Les réformes récentes en Afrique visent à intégrer plus activement les acteurs locaux dans le capital des entreprises minières, redéfinissant ainsi le partage de la rente minière. En République démocratique du Congo (RDC), les opérateurs miniers contestent l'obligation qui leur est faite de céder 5% de leur capital aux employés congolais avant le 31 juillet 2026. De son côté, le Code minier de 2023 du Mali permet aux investisseurs privés nationaux d'acquérir jusqu'à 5% du capital des sociétés minières. En Afrique du Sud, la législation exige une répartition de 5% pour les employés et 5% pour les communautés locales.

En parallèle de cet actionnariat, les politiques de contenu local se renforcent en Afrique de l'Ouest. Le Burkina Faso, le Ghana et la Côte d'Ivoire intensifient leurs exigences en matière de sous-traitance locale et de nationalisation des postes de cadres. La Côte d'Ivoire a notamment franchi un cap en adoptant sa politique nationale de contenu local dans le secteur minier en décembre 2025.

L'essor des dispositifs communautaires

Les États encadrent de plus en plus la responsabilité sociétale des entreprises par des mécanismes contraignants visant à alimenter des fonds communautaires. Au Burkina Faso, le Fonds minier de développement local (FMDL) est utilisé pour redistribuer une partie des revenus aux communautés, financé par un prélèvement de 1% du chiffre d'affaires des exploitants miniers. En RDC, la Dotation de développement communautaire impose un prélèvement de 0,3% du chiffre d'affaires. Le Mali s'inscrit dans cette même dynamique avec l'opérationnalisation de plusieurs fonds miniers similaires en février 2025.

L'État comme acteur de la commercialisation

Pour maximiser les retombées économiques, les gouvernements s'impliquent désormais dans l'aval de la chaîne de valeur. En RDC, la société publique Gécamines commercialise sa propre part de production par l'intermédiaire de ses filiales de négoce. Au Ghana, l'État a créé l'entité publique GoldBod en 2025. Cette structure a pour mandat de centraliser l'achat, le raffinage local et la commercialisation de l'or, qu'il soit issu de l'exploitation artisanale ou industrielle.

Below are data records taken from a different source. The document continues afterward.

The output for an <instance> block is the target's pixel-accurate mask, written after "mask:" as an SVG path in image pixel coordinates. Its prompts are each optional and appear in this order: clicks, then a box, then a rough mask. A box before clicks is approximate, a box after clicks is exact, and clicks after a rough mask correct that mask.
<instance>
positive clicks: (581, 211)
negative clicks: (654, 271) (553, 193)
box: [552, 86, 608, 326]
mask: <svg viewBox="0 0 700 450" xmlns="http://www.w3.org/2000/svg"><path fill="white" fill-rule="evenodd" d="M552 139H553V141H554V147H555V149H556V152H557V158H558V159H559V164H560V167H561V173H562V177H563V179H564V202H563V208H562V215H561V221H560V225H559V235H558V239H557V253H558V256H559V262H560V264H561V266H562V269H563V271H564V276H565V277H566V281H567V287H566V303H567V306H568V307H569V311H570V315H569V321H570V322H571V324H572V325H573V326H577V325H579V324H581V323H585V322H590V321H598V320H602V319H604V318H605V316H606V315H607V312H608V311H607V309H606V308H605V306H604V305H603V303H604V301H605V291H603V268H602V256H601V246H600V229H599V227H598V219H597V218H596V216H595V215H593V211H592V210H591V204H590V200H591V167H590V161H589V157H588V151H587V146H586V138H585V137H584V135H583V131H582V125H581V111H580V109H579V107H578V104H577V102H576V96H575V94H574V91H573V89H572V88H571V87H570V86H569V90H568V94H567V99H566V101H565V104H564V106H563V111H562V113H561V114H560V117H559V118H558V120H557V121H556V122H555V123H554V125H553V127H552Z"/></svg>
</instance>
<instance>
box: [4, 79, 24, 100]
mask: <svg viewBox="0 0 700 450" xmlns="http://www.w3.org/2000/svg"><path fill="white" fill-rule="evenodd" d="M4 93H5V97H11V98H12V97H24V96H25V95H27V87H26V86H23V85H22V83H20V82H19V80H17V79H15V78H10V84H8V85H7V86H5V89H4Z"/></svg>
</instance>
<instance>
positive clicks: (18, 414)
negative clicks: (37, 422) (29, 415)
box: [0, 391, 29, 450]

Les défis et angles morts des réformes

L'application de ces politiques fait face à des obstacles majeurs, comme le souligne l'expert minier Ahamadou Mohamed Maiga. Le premier défi réside dans le manque de main-d'œuvre locale qualifiée et compétitive, capable de répondre aux exigences strictes de rentabilité imposées par les compagnies minières privées. Par ailleurs, la gestion de ces nouveaux dispositifs financiers soulève des inquiétudes quant aux risques de mauvaise gouvernance des fonds communautaires. Enfin, les gouvernements doivent trouver un équilibre délicat : imposer ces réformes structurelles tout en veillant à préserver l'attractivité du secteur pour les investisseurs internationaux.